Draining momentum can be quite demoralising when we’re doing everything possible to revert the situation. This is said to happen to people who despite dieting find their weight is increasing or a new sales employee who’s working very hard but not making sales because of unfamiliarity with the customers they’re selling to, the products they’re selling and the market they’re selling into.
Momentum that remains the same works when the same results are desired but not if different outcomes are the objective. For instance, retailers might need to increase the amount of advertising to attract customers and stock levels to supply orders leading up to the busiest time of the year.
People, products and organisations can pass through all 3 phases of momentum. Let’s illustrate this with the smartphone.
In 2004 I was working for System Software Associates when I was given my first smartphone – a Blackberry. For someone who travelled for work it was fantastic to have a keyboard on a phone where I could view and respond to emails. It made a huge improvement to my productivity and I thought it was the best thing since “sliced bread”. It was also he most popular smartphone on the market.
In 2007 the smartphone world changed forever with the announcement of the iPhone. The Blackberry keyboard on the phone looked clunky compared to the new iPhone touchscreen keypad. Blackberry was left in the iPhone’s wake.
The iPhone open source concept of apps being innovated and built rapidly by a global user community and the design to combine a phone and music (iPod) were so clever that everyone wanted one – including me. Market share and sales growth went to unprecedented levels making the iPhone the most popular smartphone on the market. Then after 9 years of growth momentum started to drain in 2016.
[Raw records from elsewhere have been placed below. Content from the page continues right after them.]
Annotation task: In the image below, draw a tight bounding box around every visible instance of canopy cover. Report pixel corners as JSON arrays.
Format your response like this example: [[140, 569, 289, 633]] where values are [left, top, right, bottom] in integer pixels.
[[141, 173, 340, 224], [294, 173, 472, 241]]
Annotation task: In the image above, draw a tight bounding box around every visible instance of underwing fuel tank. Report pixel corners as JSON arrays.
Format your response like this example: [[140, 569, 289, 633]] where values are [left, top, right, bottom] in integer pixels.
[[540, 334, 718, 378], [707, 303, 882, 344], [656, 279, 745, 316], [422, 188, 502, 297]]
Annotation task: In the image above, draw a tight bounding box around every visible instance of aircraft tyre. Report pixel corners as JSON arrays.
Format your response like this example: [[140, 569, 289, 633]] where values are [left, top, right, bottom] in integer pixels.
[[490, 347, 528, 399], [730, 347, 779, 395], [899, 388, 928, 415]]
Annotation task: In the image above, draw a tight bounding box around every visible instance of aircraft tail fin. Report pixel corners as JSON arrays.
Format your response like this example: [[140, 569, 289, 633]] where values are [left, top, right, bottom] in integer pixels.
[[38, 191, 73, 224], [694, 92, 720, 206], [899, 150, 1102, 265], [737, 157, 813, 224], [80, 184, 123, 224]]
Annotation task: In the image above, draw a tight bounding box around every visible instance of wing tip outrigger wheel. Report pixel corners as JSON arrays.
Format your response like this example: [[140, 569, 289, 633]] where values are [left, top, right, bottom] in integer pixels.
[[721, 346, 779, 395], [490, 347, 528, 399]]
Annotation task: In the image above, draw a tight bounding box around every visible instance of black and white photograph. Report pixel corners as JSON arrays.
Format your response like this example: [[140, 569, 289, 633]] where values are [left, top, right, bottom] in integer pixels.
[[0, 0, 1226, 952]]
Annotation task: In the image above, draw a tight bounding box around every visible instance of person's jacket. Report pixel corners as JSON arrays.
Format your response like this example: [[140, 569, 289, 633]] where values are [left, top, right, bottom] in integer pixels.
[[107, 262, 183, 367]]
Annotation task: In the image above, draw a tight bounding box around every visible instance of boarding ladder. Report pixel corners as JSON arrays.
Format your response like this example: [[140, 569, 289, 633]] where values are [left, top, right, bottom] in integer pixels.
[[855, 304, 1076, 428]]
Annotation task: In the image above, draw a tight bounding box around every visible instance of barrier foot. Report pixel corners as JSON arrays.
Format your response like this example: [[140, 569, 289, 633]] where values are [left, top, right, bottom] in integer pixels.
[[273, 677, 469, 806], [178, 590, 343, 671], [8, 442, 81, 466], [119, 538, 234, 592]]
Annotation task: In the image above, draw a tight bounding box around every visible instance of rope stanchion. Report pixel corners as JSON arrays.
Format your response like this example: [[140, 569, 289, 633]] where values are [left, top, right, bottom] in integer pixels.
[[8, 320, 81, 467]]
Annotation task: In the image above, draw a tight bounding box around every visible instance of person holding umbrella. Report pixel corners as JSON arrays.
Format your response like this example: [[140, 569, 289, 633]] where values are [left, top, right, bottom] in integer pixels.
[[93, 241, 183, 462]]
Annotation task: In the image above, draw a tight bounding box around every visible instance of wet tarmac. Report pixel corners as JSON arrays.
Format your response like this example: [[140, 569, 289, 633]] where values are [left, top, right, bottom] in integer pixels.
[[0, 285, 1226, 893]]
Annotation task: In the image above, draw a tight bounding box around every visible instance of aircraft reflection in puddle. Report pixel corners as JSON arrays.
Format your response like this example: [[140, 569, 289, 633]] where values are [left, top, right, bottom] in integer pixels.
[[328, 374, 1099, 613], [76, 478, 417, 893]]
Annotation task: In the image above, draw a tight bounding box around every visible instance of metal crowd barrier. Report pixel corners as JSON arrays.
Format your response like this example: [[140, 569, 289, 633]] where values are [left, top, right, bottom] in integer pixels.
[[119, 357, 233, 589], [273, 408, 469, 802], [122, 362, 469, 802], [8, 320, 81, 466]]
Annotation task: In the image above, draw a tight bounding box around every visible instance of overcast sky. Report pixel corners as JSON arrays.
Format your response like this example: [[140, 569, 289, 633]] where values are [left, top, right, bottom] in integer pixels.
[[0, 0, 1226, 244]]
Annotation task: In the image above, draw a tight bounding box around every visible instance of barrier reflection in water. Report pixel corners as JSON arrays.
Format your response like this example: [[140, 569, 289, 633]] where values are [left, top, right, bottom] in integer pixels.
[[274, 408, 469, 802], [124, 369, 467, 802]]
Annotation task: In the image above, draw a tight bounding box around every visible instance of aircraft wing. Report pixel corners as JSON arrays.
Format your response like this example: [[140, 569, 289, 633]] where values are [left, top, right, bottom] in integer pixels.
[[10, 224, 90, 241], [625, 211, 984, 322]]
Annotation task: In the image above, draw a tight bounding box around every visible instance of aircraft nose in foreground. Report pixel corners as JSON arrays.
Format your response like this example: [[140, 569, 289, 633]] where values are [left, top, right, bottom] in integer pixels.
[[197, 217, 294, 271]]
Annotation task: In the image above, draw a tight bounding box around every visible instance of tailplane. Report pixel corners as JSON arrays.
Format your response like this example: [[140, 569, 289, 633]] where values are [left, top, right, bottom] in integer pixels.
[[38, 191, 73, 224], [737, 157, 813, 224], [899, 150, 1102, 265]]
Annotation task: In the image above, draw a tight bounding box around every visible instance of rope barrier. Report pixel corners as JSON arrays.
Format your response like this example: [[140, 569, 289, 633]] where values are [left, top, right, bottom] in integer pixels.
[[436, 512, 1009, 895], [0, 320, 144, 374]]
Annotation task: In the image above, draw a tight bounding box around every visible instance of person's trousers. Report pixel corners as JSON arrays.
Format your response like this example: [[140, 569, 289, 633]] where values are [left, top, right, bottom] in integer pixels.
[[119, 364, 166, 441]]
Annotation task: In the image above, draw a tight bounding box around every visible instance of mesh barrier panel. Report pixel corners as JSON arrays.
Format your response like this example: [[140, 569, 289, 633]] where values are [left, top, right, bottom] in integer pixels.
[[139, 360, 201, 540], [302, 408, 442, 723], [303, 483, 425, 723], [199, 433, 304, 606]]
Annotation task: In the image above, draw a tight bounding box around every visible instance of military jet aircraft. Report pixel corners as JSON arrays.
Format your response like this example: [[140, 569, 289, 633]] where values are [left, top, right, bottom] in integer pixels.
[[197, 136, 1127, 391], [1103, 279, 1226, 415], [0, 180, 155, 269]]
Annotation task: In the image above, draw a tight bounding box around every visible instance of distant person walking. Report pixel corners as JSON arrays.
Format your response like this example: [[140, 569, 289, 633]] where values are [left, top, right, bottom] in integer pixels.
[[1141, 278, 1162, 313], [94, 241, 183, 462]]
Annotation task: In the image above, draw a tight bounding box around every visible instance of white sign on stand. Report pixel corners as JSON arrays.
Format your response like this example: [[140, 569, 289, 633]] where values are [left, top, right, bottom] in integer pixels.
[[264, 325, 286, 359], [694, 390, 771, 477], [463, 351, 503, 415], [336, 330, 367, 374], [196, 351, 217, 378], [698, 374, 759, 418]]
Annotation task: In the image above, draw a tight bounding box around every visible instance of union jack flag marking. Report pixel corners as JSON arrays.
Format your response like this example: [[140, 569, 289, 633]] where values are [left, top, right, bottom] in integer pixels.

You see the iPhone now has new competitors who build cheaper products with allegedly better technology. Plus, with so many smartphones available the population is voting with their wallets that they don’t need to replace their old smartphone at the same rate new smartphones are released onto the market. So something has to give and the iPhone is experiencing negative growth for the first time.
The moral to the story products, organisations and people need to align rhythm in relation to the phase of momentum. Three suggestions for individuals are:
Gaining momentum – establish a rhythm that enables you to sustain the pace of the increased activity
Draining momentum – focus your rhythm on the activities and initiatives that make the biggest impact
Momentum that remains the same – have a rhythm that is agile enough to adapt to not lose ground if market conditions change
To get the results you want to achieve, identify where you are, where you want to be and align your rhythm accordingly to get there.